社説 インボイス、争点化を

 7月20日の参院選投開票まで1カ月を切った。与野党に共通する最大の公約は物価高対策。与党は一時的な現金給付、野党は消費税減税・廃止を掲げた。他の主な公約は年金底上げ、社会保険料引き下げ、教育予算拡大、米不足を受けた農家の所得補償など。いずれも大枠として、国民の手取りを増やすことを目的に据える。
 一方、実質収入の増加が争点になっていると見た場合、公約から置き去りにされている問題がいくつかある。その代表例がインボイスだ。
 23年10月に始まったインボイスによって、消費税の納税を免除されていた年間課税売上1000万円以下の免税事業者と取引する事業者は、免税事業者に適格請求書発行事業者(課税事業者)として登録してもらい、適格請求書(インボイス)の発行を受けなければ、免税事業者からの仕入れに関して支払った消費税の仕入税額控除(全額控除)ができなくなった。
 この制度は、免税事業者の視点から見た場合、課税事業者に転換して消費税を納めるか、転換せずに受け取る報酬から消費税分を差し引かれるか――という事実上の二択を迫るもの。ダイレクトセリング業界を支える委託販売員やディストリビューターには免税事業者が少なくない。このため現場に負担を強いることになり、結果としてDS市場を更にやせ細らせる。
 制度は23年10月に始まったため、23年分の課税対象期間は3カ月で済んだ。が、2年目の24年分は12カ月が対象。課税売上が同じだった場合、単純計算で4倍の消費税を納付したか、あるいは報酬から差し引かれたことになる。
 計6年の経過措置があるため、その間に納める消費税は課税売上の2%もしくは5%で済む。しかし、措置が終われば10%の納付が必要。仮に年間の収入額が550万円だった場合、50万円の納付が求められる。非常に大きい負担だ。  本紙が23年末に実施した業界アンケートで、回答会社の4分の3は、販売員等によるインボイス番号の提供を「少数」からしか受けていないか、「ほとんど」受けていないとした。課税事業者になることが嫌気された結果とみられるが、受け取る報酬から消費税分が差し引かれ、収入を減らすことに変わりはない。
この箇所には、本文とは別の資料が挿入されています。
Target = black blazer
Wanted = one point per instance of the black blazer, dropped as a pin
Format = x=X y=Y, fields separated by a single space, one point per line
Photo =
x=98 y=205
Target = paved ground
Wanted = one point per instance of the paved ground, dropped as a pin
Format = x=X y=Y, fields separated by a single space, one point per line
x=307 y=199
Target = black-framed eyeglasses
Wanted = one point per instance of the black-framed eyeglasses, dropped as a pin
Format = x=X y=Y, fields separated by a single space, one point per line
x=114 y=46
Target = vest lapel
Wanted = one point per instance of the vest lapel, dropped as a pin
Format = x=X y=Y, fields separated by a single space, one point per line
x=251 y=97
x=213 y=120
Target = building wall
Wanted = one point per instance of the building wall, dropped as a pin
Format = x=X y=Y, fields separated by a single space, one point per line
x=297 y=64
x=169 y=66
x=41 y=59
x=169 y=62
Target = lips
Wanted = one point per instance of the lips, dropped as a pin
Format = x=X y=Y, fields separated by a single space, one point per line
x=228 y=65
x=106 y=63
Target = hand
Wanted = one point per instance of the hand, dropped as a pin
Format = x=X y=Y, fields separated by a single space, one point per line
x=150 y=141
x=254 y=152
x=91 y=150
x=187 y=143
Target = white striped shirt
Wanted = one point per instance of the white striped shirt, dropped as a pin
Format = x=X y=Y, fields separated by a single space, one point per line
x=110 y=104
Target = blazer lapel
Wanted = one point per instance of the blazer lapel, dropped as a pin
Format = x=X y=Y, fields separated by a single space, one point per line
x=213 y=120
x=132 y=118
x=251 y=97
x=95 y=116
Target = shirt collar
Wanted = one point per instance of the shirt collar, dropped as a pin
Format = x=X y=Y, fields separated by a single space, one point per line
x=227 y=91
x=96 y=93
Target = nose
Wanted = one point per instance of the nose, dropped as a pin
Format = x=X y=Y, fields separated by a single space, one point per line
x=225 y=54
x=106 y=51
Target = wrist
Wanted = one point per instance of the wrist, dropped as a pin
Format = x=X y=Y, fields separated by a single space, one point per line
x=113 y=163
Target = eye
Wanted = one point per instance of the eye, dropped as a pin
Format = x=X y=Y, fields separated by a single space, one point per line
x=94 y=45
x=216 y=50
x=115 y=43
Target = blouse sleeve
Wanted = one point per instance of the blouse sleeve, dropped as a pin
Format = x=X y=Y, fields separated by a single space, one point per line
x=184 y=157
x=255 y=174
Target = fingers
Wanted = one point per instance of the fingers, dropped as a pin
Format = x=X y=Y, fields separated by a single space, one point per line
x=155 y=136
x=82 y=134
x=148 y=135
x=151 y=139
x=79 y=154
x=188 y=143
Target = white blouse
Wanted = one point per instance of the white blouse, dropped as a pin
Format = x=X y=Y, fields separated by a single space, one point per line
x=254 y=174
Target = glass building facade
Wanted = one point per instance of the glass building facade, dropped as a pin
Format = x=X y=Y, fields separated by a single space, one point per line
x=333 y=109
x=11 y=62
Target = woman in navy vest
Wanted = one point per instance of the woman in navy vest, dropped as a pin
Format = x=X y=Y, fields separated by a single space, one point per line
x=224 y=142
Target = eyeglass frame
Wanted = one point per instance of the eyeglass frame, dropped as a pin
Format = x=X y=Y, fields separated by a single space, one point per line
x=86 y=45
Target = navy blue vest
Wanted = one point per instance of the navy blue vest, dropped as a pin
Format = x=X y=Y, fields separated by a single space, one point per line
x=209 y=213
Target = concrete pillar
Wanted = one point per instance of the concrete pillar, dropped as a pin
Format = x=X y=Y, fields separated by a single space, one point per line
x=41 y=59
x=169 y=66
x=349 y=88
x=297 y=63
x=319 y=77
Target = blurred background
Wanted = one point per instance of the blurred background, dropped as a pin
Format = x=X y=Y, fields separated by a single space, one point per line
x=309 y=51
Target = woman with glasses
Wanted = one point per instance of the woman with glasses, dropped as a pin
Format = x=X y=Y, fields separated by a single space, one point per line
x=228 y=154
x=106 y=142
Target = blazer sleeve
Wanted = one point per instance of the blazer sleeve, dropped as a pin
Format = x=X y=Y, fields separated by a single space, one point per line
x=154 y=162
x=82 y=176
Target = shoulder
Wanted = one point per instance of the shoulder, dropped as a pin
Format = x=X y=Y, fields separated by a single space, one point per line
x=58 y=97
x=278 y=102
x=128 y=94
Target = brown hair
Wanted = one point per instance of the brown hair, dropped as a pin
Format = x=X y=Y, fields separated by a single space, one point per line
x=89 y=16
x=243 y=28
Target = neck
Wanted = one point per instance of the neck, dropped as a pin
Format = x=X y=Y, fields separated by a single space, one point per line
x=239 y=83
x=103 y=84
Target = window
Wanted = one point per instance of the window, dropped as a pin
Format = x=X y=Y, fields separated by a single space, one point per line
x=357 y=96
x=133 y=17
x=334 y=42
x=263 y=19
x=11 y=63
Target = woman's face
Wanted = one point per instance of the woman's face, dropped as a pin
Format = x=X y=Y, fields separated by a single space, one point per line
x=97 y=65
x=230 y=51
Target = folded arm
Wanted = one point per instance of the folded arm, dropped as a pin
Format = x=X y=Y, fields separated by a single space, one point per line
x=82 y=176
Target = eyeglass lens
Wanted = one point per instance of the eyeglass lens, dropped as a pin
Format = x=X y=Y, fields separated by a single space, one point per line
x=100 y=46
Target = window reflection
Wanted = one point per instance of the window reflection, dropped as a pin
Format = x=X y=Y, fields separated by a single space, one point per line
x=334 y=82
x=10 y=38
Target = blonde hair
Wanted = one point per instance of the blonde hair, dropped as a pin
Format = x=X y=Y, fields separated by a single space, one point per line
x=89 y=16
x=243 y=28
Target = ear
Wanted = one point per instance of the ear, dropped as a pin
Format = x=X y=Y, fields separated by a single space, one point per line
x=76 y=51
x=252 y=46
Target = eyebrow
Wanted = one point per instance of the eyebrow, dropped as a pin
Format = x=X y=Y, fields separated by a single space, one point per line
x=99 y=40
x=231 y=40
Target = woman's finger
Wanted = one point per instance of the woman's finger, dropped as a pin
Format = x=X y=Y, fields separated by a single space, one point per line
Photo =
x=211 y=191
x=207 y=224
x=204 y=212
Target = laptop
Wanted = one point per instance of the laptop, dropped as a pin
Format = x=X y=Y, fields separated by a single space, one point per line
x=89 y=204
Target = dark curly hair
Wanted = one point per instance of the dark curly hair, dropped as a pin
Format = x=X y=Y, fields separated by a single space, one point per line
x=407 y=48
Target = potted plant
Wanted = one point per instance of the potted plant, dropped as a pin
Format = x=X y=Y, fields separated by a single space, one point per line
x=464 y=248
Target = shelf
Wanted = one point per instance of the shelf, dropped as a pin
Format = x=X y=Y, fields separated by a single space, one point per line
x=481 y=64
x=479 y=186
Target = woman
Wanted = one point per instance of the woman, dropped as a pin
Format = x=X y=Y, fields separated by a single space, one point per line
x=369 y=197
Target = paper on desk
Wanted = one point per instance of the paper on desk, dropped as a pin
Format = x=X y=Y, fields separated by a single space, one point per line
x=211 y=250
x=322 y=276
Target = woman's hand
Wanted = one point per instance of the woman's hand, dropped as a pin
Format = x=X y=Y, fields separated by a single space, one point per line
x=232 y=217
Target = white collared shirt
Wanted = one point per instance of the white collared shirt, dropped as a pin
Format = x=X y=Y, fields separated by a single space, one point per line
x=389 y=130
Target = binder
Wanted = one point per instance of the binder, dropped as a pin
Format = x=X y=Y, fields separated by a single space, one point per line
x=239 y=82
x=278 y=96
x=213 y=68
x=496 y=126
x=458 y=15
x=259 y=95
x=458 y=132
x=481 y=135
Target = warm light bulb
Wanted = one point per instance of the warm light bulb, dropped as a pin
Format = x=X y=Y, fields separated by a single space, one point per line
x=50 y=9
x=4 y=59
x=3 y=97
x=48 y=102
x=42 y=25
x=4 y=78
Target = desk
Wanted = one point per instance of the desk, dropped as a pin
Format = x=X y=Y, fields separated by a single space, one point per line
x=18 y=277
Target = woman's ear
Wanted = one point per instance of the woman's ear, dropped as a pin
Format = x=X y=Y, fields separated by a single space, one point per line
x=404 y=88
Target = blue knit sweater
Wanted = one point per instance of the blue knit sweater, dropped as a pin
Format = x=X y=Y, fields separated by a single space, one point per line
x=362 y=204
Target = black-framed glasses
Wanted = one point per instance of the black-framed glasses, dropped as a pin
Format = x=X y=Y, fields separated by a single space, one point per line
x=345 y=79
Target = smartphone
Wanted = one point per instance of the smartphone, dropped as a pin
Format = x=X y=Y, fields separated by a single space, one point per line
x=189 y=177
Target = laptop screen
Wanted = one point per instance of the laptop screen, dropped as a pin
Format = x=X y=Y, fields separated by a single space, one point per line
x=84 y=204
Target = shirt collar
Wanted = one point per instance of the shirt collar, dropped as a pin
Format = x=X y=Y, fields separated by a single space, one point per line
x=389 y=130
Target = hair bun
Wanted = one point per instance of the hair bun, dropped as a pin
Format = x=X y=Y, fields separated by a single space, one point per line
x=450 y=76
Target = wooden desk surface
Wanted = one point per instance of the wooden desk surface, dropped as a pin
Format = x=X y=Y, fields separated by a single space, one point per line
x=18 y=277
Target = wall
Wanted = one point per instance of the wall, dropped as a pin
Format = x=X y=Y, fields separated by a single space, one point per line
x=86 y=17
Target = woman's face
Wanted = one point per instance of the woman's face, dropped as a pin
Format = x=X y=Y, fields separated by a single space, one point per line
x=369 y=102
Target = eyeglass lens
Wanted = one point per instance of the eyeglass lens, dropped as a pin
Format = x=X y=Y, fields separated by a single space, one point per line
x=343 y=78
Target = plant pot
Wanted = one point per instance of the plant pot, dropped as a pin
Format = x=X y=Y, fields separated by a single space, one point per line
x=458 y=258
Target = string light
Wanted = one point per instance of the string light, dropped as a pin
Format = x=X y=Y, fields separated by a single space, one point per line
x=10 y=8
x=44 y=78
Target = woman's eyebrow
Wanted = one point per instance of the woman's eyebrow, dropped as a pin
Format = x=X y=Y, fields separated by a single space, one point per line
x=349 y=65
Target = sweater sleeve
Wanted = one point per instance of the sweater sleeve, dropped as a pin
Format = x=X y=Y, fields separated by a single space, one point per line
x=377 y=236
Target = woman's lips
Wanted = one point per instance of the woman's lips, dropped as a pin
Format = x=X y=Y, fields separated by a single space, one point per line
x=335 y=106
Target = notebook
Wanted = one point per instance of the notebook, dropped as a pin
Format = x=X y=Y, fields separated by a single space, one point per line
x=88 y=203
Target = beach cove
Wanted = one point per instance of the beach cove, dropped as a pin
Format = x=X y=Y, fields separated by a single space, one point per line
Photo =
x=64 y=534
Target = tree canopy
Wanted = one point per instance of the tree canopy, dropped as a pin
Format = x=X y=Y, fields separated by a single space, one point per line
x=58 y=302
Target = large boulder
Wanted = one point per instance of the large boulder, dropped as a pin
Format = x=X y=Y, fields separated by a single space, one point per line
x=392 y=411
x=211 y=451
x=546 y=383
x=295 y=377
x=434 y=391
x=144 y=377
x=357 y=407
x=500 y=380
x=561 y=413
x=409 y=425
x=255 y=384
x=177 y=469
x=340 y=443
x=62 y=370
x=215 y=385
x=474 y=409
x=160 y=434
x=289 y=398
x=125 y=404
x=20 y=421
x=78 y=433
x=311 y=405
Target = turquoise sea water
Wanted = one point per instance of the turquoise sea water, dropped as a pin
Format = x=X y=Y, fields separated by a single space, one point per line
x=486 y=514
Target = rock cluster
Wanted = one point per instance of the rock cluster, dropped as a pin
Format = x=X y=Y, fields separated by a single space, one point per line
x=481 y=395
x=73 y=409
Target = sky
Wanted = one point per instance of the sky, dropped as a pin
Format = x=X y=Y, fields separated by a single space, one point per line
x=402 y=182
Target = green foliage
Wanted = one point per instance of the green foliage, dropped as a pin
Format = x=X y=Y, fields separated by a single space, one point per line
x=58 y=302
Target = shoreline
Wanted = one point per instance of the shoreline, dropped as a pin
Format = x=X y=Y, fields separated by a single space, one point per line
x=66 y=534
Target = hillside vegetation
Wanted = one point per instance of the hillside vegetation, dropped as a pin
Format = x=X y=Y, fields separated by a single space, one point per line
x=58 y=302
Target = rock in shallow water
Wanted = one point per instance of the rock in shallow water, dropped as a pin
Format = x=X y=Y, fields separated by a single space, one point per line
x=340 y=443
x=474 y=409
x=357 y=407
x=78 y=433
 繰り返しとなるが、参院選における各党の公約は、物価高の苦しみを軽減し、手取りを増やすことを目的としている。ならば、個人事業主の税負担を増やしているインボイスの見直しは争点の一つとなっておかしくないはず。6月22日に閉会した通常国会で、野党側が提出したガソリン税暫定税率廃止法案は、与党と折り合いがつかず廃案となった。減税が争点化していることははっきりしている。